The Creator (aka True Love) review by Mark McPherson - Cinema Paradiso
Gareth Edwards’s The Creator is a sci-fi spectacle, to be sure, where the dazzling displays of androids battling humans are exciting and eye-popping. This is not to say that the script is weak. The screenplay is rather robust in telling a tale of technology, pathos, and what it means to be human. The issue is that these are not new themes for those who are well-read on these topics touched upon in a long history of science fiction novels. That said, if you don’t mind reviewing these aspects, there’s some familiar joy to be had in this sci-fi tale.
The film takes place in a future where artificial intelligence has increased so that humanity has started to reject the tech-based lives it has created. AI became outlawed, and the remaining mechanical entities departed for the Asian continent that had reformed into New Asia. Said to be in this region is Nirmata, the one making advancements in the realm of AI. Sent to find Nirmata is the soldier Joshua Taylor (John David Washington), acting as a spy in this territory. However, he goes native and finds himself forming a romance with Maya (Gemma Chan). Their relationship gets too serious, and his cover is soon blown when US forces charge into the area. The error in this mission leads to Joshua losing his wife, her unborn child, and his arm.
Years later, Joshua is tasked with going back in, hinting that his wife might still be alive. On his continuing mission to find Nirmata, he meets a strange child dubbed Alphie (Madeleine Yuna Voyles). What makes Alphie unique is that she is the first AI child. Her new conception grants her extra abilities to control other tech with her mind.
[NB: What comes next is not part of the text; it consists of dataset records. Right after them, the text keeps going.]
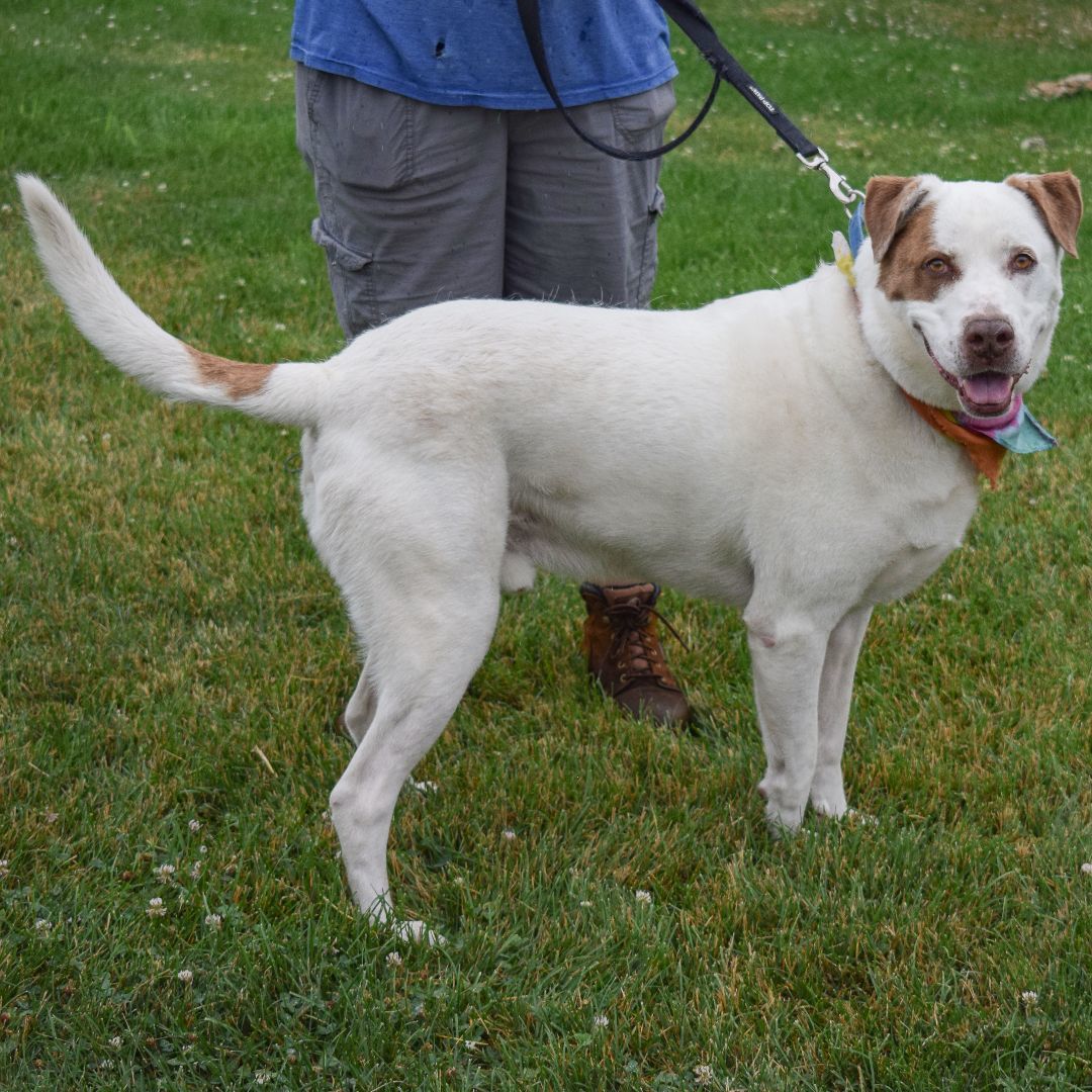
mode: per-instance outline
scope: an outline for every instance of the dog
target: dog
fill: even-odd
[[[774,831],[846,811],[842,750],[875,605],[959,546],[978,484],[923,407],[1007,419],[1046,363],[1068,171],[878,177],[852,277],[691,311],[460,300],[323,363],[226,360],[117,286],[47,187],[19,179],[84,335],[170,399],[302,428],[302,509],[366,651],[330,796],[357,903],[405,934],[387,878],[399,791],[536,569],[656,581],[743,609]],[[914,402],[918,405],[915,408]]]

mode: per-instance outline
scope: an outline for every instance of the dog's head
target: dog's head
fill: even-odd
[[[1081,211],[1069,171],[1004,182],[873,178],[862,323],[899,385],[974,417],[1008,413],[1046,363],[1061,256],[1077,256]]]

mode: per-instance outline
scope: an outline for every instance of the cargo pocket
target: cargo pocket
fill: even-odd
[[[311,224],[311,238],[327,253],[327,272],[334,295],[337,321],[346,337],[355,337],[382,321],[376,306],[376,283],[371,254],[345,246],[317,218]]]

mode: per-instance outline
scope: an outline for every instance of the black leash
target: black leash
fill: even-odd
[[[569,123],[572,131],[585,143],[597,149],[606,155],[616,159],[655,159],[661,155],[666,155],[676,149],[685,140],[693,135],[695,130],[705,119],[716,98],[716,93],[721,87],[721,81],[726,80],[750,105],[758,110],[768,124],[773,127],[774,132],[796,153],[796,158],[811,170],[821,170],[830,182],[830,191],[846,206],[853,204],[863,194],[859,190],[853,189],[842,175],[839,175],[830,166],[827,153],[818,144],[812,143],[800,132],[793,122],[785,117],[781,108],[765,94],[755,82],[744,67],[728,52],[724,44],[716,36],[716,31],[705,17],[704,13],[691,2],[691,0],[656,0],[660,7],[678,25],[679,29],[698,47],[698,51],[713,69],[713,87],[705,99],[704,105],[698,111],[698,116],[687,127],[686,132],[676,136],[673,141],[662,147],[653,149],[649,152],[632,152],[628,149],[613,147],[597,141],[594,136],[584,132],[577,124],[572,115],[566,109],[550,74],[549,63],[546,60],[546,47],[543,43],[542,19],[538,12],[538,0],[515,0],[520,13],[520,22],[523,24],[523,34],[527,39],[531,56],[534,59],[538,76],[546,88],[547,94],[554,105],[561,112],[561,116]]]

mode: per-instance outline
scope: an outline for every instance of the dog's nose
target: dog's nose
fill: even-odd
[[[963,355],[970,364],[995,367],[1011,359],[1016,331],[1006,319],[971,319],[963,327]]]

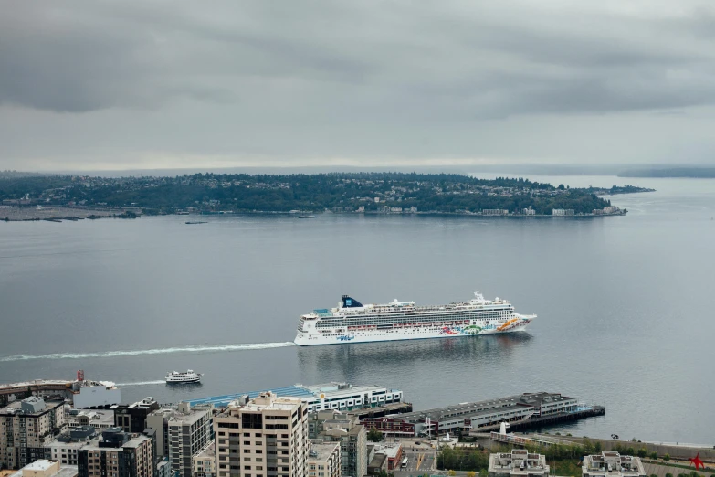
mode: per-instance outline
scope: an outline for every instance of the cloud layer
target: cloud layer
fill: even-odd
[[[714,102],[708,2],[10,0],[0,16],[0,168],[703,162]]]

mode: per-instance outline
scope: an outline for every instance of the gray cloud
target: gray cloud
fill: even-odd
[[[564,160],[609,131],[601,115],[614,125],[638,115],[644,132],[715,122],[713,32],[715,10],[700,1],[10,0],[0,166],[521,159],[510,138],[531,144],[527,130],[546,118],[582,140],[533,144],[533,156]],[[668,147],[687,136],[709,150],[698,130]],[[628,147],[626,160],[653,156]]]

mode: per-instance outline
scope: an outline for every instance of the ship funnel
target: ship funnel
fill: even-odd
[[[363,308],[363,303],[348,295],[342,295],[342,308]]]

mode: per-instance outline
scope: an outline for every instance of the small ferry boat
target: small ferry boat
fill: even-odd
[[[166,375],[166,384],[173,383],[198,383],[201,381],[201,373],[195,373],[191,369],[188,371],[172,371]]]

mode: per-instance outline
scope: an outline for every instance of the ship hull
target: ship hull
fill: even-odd
[[[532,316],[514,315],[510,320],[489,324],[451,326],[412,326],[390,329],[365,329],[338,333],[299,332],[294,343],[299,346],[315,344],[342,344],[345,343],[374,343],[381,341],[403,341],[418,339],[454,338],[457,336],[481,336],[524,331]]]

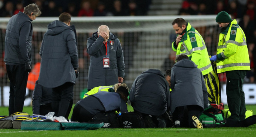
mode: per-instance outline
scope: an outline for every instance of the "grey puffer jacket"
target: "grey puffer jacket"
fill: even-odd
[[[57,20],[49,24],[39,53],[42,57],[39,84],[55,87],[67,82],[75,84],[78,56],[72,28]]]
[[[133,82],[129,96],[135,111],[153,116],[169,111],[169,84],[160,70],[150,69]]]
[[[192,61],[184,59],[172,69],[171,112],[176,107],[197,105],[202,111],[208,107],[207,90],[202,72]]]

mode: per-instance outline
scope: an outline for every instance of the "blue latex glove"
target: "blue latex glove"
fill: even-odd
[[[212,62],[217,60],[217,55],[211,56],[211,57],[210,58],[210,60]]]

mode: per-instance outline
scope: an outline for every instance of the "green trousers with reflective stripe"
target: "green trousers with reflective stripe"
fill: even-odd
[[[204,75],[203,78],[207,88],[209,103],[219,105],[221,103],[220,86],[215,63],[212,62],[213,70]]]
[[[231,115],[228,118],[240,120],[245,119],[245,101],[243,83],[247,70],[226,72],[227,104]]]

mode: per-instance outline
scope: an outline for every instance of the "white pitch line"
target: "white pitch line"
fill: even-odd
[[[35,132],[35,131],[44,131],[46,130],[30,130],[30,131],[14,131],[14,132],[0,132],[0,133],[21,133],[21,132]]]

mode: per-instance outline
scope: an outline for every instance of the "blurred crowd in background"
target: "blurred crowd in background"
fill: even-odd
[[[36,3],[40,17],[58,17],[63,12],[72,16],[146,16],[151,0],[0,0],[0,17],[11,17],[24,6]]]

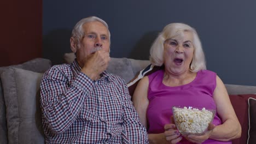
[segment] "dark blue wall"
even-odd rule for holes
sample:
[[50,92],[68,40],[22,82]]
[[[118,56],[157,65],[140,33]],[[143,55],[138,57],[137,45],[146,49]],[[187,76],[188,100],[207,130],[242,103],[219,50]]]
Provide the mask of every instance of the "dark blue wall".
[[69,52],[71,31],[79,20],[105,20],[110,56],[148,59],[157,34],[171,22],[194,27],[207,69],[225,83],[256,86],[256,1],[43,1],[43,57],[54,64]]

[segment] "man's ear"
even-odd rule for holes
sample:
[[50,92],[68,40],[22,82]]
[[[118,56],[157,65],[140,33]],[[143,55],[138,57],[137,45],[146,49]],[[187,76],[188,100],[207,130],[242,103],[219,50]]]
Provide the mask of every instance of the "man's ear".
[[77,45],[75,43],[75,39],[74,37],[70,38],[70,47],[73,52],[77,52]]

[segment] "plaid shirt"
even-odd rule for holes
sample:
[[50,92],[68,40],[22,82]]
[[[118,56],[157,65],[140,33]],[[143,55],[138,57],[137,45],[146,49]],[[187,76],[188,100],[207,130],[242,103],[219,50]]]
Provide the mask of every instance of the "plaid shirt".
[[148,143],[124,80],[104,71],[97,81],[77,61],[53,67],[40,85],[46,143]]

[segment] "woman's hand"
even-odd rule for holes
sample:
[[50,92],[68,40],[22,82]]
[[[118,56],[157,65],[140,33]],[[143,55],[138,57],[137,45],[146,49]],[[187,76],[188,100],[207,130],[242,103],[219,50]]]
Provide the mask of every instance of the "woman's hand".
[[208,139],[211,134],[215,128],[215,125],[212,123],[209,123],[207,131],[202,135],[189,135],[188,136],[183,135],[189,141],[196,143],[202,143],[206,140]]
[[182,139],[181,134],[176,127],[175,124],[172,123],[165,125],[165,131],[164,134],[169,143],[176,143]]

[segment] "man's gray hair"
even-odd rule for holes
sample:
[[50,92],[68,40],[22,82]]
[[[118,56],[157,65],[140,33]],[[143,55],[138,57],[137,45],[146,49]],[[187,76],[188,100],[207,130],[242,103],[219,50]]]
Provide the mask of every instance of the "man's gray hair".
[[162,66],[164,64],[164,43],[165,40],[183,37],[185,32],[190,32],[193,37],[194,52],[189,69],[196,73],[200,70],[206,69],[206,62],[200,40],[196,31],[188,25],[182,23],[172,23],[165,27],[162,31],[155,40],[150,50],[150,61],[152,64]]
[[98,21],[104,25],[108,31],[108,40],[109,40],[109,44],[110,43],[110,34],[109,30],[108,29],[108,26],[104,21],[101,19],[96,16],[90,16],[86,18],[84,18],[78,21],[75,26],[73,28],[72,32],[71,33],[71,37],[73,37],[75,39],[75,44],[77,45],[78,48],[80,48],[80,40],[83,38],[84,35],[84,29],[83,29],[83,26],[89,22],[91,21]]

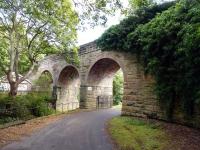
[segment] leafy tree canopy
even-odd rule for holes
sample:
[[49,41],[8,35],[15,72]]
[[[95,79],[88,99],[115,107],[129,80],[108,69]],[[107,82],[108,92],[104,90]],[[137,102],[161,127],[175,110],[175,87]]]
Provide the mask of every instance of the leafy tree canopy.
[[144,15],[135,16],[108,29],[97,41],[99,47],[140,56],[146,71],[155,77],[156,93],[169,120],[177,101],[186,116],[193,115],[200,102],[199,1],[180,0],[144,21],[140,21]]

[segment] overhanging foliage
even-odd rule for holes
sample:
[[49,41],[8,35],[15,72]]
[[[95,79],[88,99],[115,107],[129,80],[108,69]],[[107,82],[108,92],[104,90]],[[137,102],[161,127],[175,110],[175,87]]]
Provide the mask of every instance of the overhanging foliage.
[[169,9],[165,5],[140,10],[144,13],[111,27],[97,44],[103,50],[132,52],[142,58],[171,120],[177,101],[186,116],[192,116],[200,102],[200,3],[180,0]]

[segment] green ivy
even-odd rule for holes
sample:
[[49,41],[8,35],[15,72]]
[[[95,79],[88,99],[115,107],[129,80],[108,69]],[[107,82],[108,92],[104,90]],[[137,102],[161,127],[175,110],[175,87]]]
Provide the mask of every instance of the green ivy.
[[[200,2],[171,4],[142,9],[142,15],[128,17],[97,41],[103,50],[132,52],[140,57],[146,72],[155,77],[156,93],[168,120],[173,119],[177,101],[185,117],[191,117],[200,103]],[[155,10],[150,11],[153,15],[147,13],[149,10]]]

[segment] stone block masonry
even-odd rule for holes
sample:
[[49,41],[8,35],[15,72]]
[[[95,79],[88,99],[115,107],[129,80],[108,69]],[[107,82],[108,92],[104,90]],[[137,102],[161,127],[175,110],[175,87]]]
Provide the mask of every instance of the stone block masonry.
[[[95,42],[91,42],[80,46],[79,59],[80,66],[77,68],[68,64],[62,55],[47,56],[30,77],[30,80],[35,80],[44,71],[52,74],[53,85],[57,88],[57,104],[70,104],[58,105],[58,110],[71,110],[79,106],[84,109],[96,108],[99,96],[112,96],[113,77],[121,69],[124,75],[122,115],[165,119],[154,93],[154,79],[144,75],[135,55],[101,51]],[[180,120],[175,115],[175,121]]]

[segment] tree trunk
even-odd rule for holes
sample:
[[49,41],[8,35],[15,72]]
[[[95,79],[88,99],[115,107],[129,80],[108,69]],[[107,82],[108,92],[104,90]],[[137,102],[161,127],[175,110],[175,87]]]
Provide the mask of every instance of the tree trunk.
[[10,83],[9,95],[15,97],[17,95],[18,84],[16,82]]

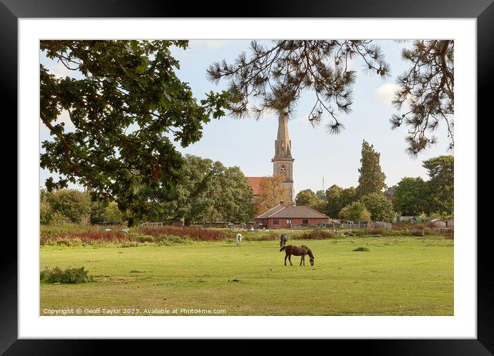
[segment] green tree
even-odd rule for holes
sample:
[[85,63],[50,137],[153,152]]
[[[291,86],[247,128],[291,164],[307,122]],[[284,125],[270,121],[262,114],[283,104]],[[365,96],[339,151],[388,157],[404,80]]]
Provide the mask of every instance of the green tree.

She might just be powerful enough to defeat the US’s giant space weapon, NOMAD. Realizing that Alphie could turn the tide in this war of man versus AI, Joshua aims to protect this kid from all the forces that want her dead. At the same time, he’ll come to terms with his past.
These are standard sci-fi elements, but it was refreshing to see a new piece of science fiction more in line with Ghost in the Shell, where AI is not the monster but a new being yet to be fully understood and cornered into protecting itself. It has many recognizable visual effects present in everything from the cyberpunk cities of New Asia to the androids with see-through holes in the middle of their heads. The dialogue delves into typical aspects of questioning existence, as when Joshua and Alphie have a discussion about how they don’t feel worthy of an afterlife. There are also plenty of familiar tropes in the supporting players, ranging from the wise old sage (Ken Watanabe) to the trigger-happy colonel (Allison Janney).
For essentially being a tread through grounds that have many marks, it’s still solidly assembled. It’s a gorgeous film that often utilizes the natural beauty of outdoor Thailand, present in everything from a battle at a port to a stand-off at a village in the mountains. Edwards’s direction is stellar in this aspect as he crunched the numbers about how much more cost-effective and visually pleasing it would be to shoot on location instead of using built sets or digital backgrounds. For a film with lots of VFX ranging from spaceships to giant tanks to violent robots, it looks stunning considering the budget of only $80 million, looking far better than films that cost twice as much.
The Creator does not blaze any new trails in science fiction, but it finds enough emotional strength to warrant further delving into the topic of AI. In going about the motions of this story, Washington and Voyles have strong chemistry, and their quests for finding meaning in life do ring true, even if the resolution becomes predictable by the final act. Looking specifically at the plot, it’s not all that original, and you can probably think of at least five films of the past that probe deeper into the questioning of tech. But while The Creator may only scuff the surface of this issue, it polishes it with enough exciting coats of action and computer graphics to make it intriguing enough.